In the general election of November 7, 1922, Mayfield faced Independent candidate George Peddy, who enjoyed the backing of the Republican Party. Because of disputes over filing deadlines and ballot access, Peddy’s name did not appear on the ballot, and his supporters mounted a write-in campaign that ultimately garnered about one-third of the vote. After Mayfield’s apparent victory, Peddy challenged the result on technical and procedural grounds. A Senate committee investigated and ruled in Mayfield’s favor, and the full Senate voted to seat him, though his swearing-in was delayed while the contest was resolved. Mayfield formally took office on December 3, 1923, and served in the United States Senate until 1929. During his single term, he participated in the legislative process and represented the interests of his Texas constituents in a period marked by post–World War I adjustment, agricultural distress, and the early years of the Roaring Twenties.

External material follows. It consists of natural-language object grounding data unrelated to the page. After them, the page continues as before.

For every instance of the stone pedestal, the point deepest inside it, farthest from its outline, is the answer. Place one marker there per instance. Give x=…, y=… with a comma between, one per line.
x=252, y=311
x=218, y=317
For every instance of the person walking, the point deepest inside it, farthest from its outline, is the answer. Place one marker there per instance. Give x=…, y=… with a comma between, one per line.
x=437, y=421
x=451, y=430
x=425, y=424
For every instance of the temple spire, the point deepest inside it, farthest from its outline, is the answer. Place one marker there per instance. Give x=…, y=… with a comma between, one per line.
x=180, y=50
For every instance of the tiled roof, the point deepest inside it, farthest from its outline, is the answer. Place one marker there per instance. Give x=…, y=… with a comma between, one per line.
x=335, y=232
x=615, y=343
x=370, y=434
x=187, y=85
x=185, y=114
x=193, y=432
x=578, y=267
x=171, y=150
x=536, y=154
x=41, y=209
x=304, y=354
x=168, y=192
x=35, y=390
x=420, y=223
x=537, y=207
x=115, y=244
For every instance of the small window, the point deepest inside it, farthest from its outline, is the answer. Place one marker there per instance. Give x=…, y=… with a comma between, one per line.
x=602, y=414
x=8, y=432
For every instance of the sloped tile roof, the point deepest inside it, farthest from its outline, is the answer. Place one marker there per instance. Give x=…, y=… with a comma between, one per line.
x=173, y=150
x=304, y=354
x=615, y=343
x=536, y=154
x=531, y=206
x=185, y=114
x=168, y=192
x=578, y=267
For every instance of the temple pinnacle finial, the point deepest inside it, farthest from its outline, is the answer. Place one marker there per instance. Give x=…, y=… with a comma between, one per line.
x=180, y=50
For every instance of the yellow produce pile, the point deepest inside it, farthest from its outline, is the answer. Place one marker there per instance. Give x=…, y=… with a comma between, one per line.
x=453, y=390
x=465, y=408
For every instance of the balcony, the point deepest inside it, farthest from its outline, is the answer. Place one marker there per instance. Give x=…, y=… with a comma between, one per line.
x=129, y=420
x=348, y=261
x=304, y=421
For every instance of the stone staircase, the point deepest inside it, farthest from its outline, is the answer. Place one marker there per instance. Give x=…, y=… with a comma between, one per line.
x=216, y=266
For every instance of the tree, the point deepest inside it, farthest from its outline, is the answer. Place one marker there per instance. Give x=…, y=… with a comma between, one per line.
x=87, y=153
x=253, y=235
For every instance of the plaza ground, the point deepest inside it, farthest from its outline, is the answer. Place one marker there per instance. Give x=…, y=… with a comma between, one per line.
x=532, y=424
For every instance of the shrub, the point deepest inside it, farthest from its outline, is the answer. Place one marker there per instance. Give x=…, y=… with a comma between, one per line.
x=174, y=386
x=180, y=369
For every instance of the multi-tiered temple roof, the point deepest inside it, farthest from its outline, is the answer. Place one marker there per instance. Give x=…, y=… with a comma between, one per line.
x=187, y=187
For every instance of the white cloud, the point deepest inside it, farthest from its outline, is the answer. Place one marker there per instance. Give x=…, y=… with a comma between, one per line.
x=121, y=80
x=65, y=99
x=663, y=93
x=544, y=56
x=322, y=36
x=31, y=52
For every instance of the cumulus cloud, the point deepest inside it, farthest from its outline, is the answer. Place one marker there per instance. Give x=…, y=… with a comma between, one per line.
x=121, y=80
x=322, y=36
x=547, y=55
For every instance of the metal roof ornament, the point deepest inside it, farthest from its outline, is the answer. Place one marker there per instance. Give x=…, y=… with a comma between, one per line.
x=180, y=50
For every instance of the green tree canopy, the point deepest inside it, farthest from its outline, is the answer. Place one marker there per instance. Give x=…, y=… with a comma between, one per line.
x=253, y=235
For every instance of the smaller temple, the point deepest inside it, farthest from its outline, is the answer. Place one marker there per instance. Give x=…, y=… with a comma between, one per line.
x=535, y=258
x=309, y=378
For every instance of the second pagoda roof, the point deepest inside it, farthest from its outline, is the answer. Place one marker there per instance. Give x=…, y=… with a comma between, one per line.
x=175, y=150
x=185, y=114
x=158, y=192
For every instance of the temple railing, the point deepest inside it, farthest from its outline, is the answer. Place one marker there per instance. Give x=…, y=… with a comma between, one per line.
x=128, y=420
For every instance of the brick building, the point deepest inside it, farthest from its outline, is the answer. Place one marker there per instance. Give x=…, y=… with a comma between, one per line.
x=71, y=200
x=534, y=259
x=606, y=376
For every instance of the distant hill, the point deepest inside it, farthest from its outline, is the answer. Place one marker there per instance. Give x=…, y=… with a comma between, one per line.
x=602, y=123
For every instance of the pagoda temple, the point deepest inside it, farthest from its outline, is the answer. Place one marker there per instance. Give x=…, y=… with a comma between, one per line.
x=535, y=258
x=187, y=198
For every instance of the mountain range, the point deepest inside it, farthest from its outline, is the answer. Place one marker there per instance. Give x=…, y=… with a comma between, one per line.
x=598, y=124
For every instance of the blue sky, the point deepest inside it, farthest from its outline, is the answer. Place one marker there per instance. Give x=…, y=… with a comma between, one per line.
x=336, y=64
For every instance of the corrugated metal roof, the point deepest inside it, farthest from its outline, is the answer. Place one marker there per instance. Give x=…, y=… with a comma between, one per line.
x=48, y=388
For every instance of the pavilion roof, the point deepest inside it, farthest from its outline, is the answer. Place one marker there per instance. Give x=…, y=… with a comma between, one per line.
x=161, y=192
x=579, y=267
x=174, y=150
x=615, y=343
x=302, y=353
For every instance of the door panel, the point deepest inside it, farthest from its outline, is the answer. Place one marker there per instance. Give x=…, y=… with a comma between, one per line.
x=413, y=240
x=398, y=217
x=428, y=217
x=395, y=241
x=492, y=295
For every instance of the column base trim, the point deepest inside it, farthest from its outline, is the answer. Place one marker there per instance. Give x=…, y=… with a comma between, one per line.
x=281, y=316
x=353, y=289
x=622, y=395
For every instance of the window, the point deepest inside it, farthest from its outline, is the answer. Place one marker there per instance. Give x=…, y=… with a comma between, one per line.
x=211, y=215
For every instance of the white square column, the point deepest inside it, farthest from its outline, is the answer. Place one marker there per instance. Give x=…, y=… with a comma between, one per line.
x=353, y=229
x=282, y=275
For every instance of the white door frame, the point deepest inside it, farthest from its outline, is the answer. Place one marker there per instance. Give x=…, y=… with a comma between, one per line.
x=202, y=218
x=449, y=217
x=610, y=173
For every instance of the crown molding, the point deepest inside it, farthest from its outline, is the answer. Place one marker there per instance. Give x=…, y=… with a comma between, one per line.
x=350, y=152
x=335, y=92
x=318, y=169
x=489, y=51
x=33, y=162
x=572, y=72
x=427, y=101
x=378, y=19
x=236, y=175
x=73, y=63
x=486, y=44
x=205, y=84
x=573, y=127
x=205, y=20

Mayfield’s association with the Ku Klux Klan, which had aided his initial election, became a central issue in his bid for a second term. In the 1928 Democratic primary he faced a large field of challengers and was forced into a runoff with Representative Tom Connally of McLennan County. Connally and other opponents attacked Mayfield’s Klan ties and used the changing political climate of the late 1920s, in which the Klan’s influence was waning, to their advantage. Mayfield was defeated in the runoff, and because winning the Democratic nomination in Texas was effectively equivalent to winning the general election, Connally went on to claim the Senate seat, succeeding Mayfield in 1929. In 1930, Mayfield attempted a political comeback by seeking the Democratic nomination for governor of Texas, but he finished seventh in a field of eleven candidates; Ross Sterling ultimately won the governorship.
After leaving the Senate, Mayfield moved to Tyler, Texas. There he resumed the practice of law and continued to manage his various business interests, remaining active in professional and commercial affairs until his retirement in 1952. In recognition of his career and public prominence, he received an honorary degree of Doctor of Humane Letters from John Brown University in Siloam Springs, Arkansas. Mayfield lived in retirement in Tyler until his death on June 23, 1964. He was buried in Oakwood Cemetery in Tyler, closing a long life that had spanned from the post-Reconstruction era through the mid-twentieth century and had left a complex imprint on Texas and national politics.